Benjamin Netanyahu réplique à la dernière résolution gauchiste de l’ONU…

Encore une fois les membres des Nations Unies, ce Grand Machin comme disait l’autre, ont pondu une résolution anti-israélienne au lieu d’utiliser leur temps et leurs énergies pour essayer de trouver des solutions concrètes aux problèmes du monde. Je pourrais prendre le texte de la résolution, l’analyser, le commenter, etc. Mais je crois qu’à ce stade-ci, le moment est venu de tout simplement larguer les amarres. On en a soupé des Nations Unies. Cette institution corrompue ne fait qu’aggraver la situation des pays qu’elle prétend essayer d’aider. Tout ce qu’elle touche se transforme en désastre. L’ancien premier ministre du Canada, Stephen Harper, avait été un des premiers à prendre ses distances avec l’ONU pour exactement ces raisons-là.
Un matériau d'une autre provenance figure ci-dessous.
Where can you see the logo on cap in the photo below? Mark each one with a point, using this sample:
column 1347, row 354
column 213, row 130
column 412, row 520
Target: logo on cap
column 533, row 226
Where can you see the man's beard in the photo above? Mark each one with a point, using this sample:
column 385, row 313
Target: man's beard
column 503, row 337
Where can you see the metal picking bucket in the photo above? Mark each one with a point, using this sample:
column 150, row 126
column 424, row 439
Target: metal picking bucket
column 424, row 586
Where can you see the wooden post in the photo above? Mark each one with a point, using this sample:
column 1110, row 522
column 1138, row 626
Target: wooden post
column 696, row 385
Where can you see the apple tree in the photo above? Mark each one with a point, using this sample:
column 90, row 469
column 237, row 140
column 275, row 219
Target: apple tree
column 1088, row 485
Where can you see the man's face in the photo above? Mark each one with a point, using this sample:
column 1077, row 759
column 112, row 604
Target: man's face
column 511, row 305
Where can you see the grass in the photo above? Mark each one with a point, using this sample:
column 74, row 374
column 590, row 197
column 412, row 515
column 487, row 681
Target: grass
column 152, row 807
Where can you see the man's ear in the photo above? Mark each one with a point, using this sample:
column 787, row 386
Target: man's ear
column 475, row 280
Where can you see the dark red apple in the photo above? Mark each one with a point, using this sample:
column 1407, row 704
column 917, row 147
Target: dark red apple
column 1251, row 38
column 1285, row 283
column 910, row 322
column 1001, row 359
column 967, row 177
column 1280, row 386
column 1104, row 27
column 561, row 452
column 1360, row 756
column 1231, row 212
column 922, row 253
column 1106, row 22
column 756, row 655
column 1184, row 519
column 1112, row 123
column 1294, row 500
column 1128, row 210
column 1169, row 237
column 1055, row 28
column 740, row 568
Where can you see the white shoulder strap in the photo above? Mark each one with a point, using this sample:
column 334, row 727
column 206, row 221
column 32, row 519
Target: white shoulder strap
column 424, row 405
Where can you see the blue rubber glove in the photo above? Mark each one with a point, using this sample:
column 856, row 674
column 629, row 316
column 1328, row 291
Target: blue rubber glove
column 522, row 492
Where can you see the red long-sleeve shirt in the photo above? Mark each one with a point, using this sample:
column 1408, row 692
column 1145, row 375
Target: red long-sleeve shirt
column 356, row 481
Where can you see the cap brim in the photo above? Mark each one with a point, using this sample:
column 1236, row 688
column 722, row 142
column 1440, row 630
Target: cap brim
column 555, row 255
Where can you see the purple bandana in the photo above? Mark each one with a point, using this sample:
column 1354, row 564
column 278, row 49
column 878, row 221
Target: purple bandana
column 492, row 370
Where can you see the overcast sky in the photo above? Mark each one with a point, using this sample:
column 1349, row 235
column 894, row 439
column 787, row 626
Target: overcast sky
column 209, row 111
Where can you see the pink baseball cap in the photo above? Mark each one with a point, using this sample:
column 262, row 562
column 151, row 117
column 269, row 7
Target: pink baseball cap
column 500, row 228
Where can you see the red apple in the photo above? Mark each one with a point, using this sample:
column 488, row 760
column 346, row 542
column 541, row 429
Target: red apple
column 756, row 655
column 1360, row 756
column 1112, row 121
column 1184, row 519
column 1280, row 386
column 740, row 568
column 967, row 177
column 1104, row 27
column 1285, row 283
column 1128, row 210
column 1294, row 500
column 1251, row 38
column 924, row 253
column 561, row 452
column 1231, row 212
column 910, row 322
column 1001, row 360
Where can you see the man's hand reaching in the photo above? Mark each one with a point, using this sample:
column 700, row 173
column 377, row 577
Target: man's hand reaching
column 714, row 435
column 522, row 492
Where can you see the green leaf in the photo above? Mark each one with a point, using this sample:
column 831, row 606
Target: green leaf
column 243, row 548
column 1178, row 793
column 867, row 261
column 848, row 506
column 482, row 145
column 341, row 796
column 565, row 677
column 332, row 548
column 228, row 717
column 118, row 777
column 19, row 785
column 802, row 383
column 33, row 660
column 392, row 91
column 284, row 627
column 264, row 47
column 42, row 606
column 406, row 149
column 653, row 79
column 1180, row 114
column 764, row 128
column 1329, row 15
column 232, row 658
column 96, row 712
Comme l’argent est le nerf de la guerre, je crois que la meilleure chose pour les États-Unis (avec Donald Trump comme Président) et pour Israël serait de tout simplement couper le financement de l’ONU, à 100%, ce qui aura pour effet de tranquilliser les ardeurs de ceux qui essaient d’instrumentaliser l’ONU pour faire avancer la cause de leur entreprise totalitaire, idéologique ou illégale. Cet exemple serait imité éventuellement par un certain nombre d’autres pays, ce qui pourrait diriger le « Grand Machin » vers les oubliettes de l’histoire, du moins on peut le souhaiter.

Entrevue avec William Federer sur l’islamisme

Je fournis également le lien pour une autre émission de Secure Freedom Radio où les invités de l’animateur Frank Gaffney réfléchissent sur le déploiement de ce qu’on appelle « l’Axe Rouge-Vert », l’union de la gauche politique et de l’islam.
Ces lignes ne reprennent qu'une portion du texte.